Every folding multi-tool I’ve ever used has eventually loosened up, regardless of the manufacturer. So, this is a widespread issue, but I got some pretty straight talk from Lezyne. That’s who we’ll be hearing from, peppered with background information from the FAQ section on the Loctite website. Loctite would seem like the obvious place to start, but the substance used when assembling your multi-tool may not technically be Loctite. At least in Lezyne’s case, it’s something fundamentally different.

“Nylok increases friction, while Loctite is made to glue a thread tight,” Lezyne explained. Nylok is a brand-name coating. It’s not to be confused with the generic term, “nyloc.” Nyloc nuts have a little plastic ring captured at their exit to keep bolts from vibrating loose. Nylok (the brand) does make bolts with a similar mechanism, where a small chunk of plastic is embedded somewhere in the bolt’s threads. However it’s done, the effects of these “mechanical” means of holding tension are essentially the same, but they don’t work anything like Loctite. “Nylok is pre-applied and cures in an oxygenated environment, while Loctite cures when there is no oxygen (a tight thread).”

This is where my plan to really crack this case kinda fell apart.

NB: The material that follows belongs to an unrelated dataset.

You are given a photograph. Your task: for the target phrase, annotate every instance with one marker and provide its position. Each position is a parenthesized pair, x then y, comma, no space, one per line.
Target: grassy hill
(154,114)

I assumed that science had provided us with Loctite for this very purpose. I just needed a multi-tool brand to admit they can’t (or don’t) apply it properly during manufacturing, and we consumers just need to do it ourselves. But there’s just no way for Loctite to permanently solve the problem. It certainly never has for me. Sure, it fixes the issue for a while, but it never lasts. And Lezyne’s answers helped explain why that is.

“In order to keep your tools loose enough to turn, you don’t always create enough pressure/tightness for the Loctite to cure correctly. So, while Nylok is less permanent, it is more adapted to this use case.” Because Loctite creates a chemical bond, and doesn’t simply add physical friction, once you break Loctite’s bond, it won’t work the same until a fresh, uncured coat is applied. Nylok coating isn’t permanent either, and will need occasional adjustment, but it will last for “multiple cycles,” according to Lezyne. Unfortunately, Nylok is not the sort of thing you can pick up in your local hardware store’s checkout aisle along with a key silencer and a Snickers. Nylok is applied at a massive industrial scale, and you can’t easily buy just the two tiny unique bolts in your multi tool pre-treated with Nylok.

So, if you must resort to using Loctite, here are some tips:

  • Use blue Loctite. Red is not significantly better at permanently fixing the root causes of multi-tool looseness, and it’ll be very difficult to adjust when you need to.
  • Thoroughly clean all surfaces before applying Loctite. It only cures when in contact with metal, and residue of old Loctite will inhibit proper curing.
  • Loctite is particularly stubborn when used on stainless steel threads, common on multi tools. In addition to a thorough cleaning, you may need to apply a primer.
  • All tools are different, but Lezyne suggests a torque of 2-3 Nm is ideal for their tools.
  • Be ready to go through process again if the problem comes back.

Like I said, this is not quite what I hoped would come of this story, but at least now I’m a little less confused about exactly why I’ve always needed tools to fix my tools. And maybe someone out there has had a better experience trying a different remedy. If you’ve ever had success with Loctite, or maybe with something cool we don’t even know about, let us know in the comments.